The McKinsey Global Institute (MGI) has no Borges-like qualms about the value of all these data. In a suitably fact-packed new report, “Big data: the next frontier for innovation, competition and productivity”, MGI argues that data are becoming a factor of production, like physical or human capital. Companies that can harness big data will trample data-incompetents. Data equity, to coin a phrase, will become as important as brand equity. MGI insists that this is not just idle futurology: businesses are already adapting to big data.
Companies are assembling more detailed pictures of their customers than ever before. Tesco, a British retailer, collects 1.5 billion nuggets of data every month and uses them to adjust prices and promotions. Williams-Sonoma, an American retailer, uses its knowledge of its 60m customers (which includes such details as their income and the value of their houses) to produce different iterations of its catalogue. Amazon, an online retailer, has claimed that 30% of its sales are generated by its recommendation engine (“you may also like”). The mobile revolution adds a new dimension to customer-targeting. Companies such as America’s Placecast are developing technologies that allow them to track potential consumers and send them enticing offers when they get within a few yards of a Starbucks.

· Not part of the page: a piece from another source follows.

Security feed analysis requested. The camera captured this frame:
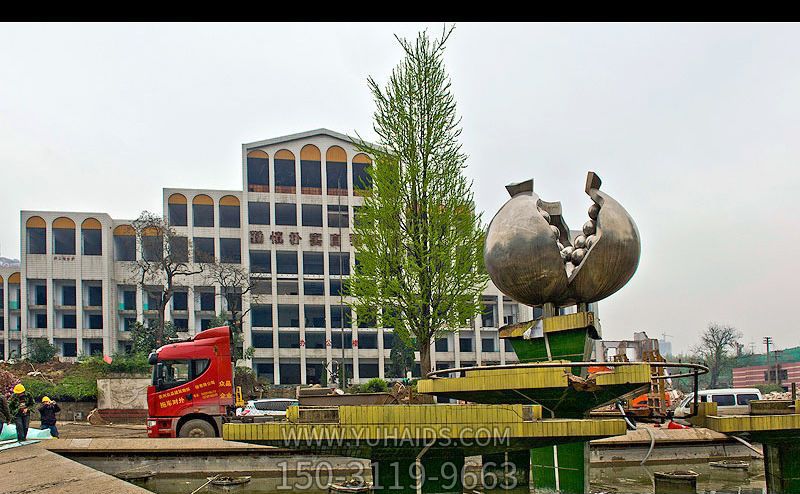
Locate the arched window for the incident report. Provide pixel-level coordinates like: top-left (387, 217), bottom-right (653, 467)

The data revolution is disrupting established industries and business models. IT firms are nosing their way into the health-care market: Google Health and Microsoft HealthVault both allow consumers to track their health and record their treatments. Manufacturers are hastening their transformation into service companies: all those sensors allow them to monitor their products and see if they need repairing long before they break down. BMW uses sensor-data to tell its customers when their cars need to be serviced, for example. Insurance firms can now monitor the driving styles of their customers and offer them rates based on their competence (or recklessness) rather than their age and sex.
This revolution is changing government, too. Tax authorities are getting better at spotting spongers (for example, by flagging people who claim unemployment pay as well as occupational-injury benefits). Health services are mining clinical data to gauge the cost-effectiveness of drugs. After a detailed study of its clients, the German Federal Labour Agency managed to cut its annual spending by €10 billion ($14 billion) over three years while also reducing the length of time people spent out of work.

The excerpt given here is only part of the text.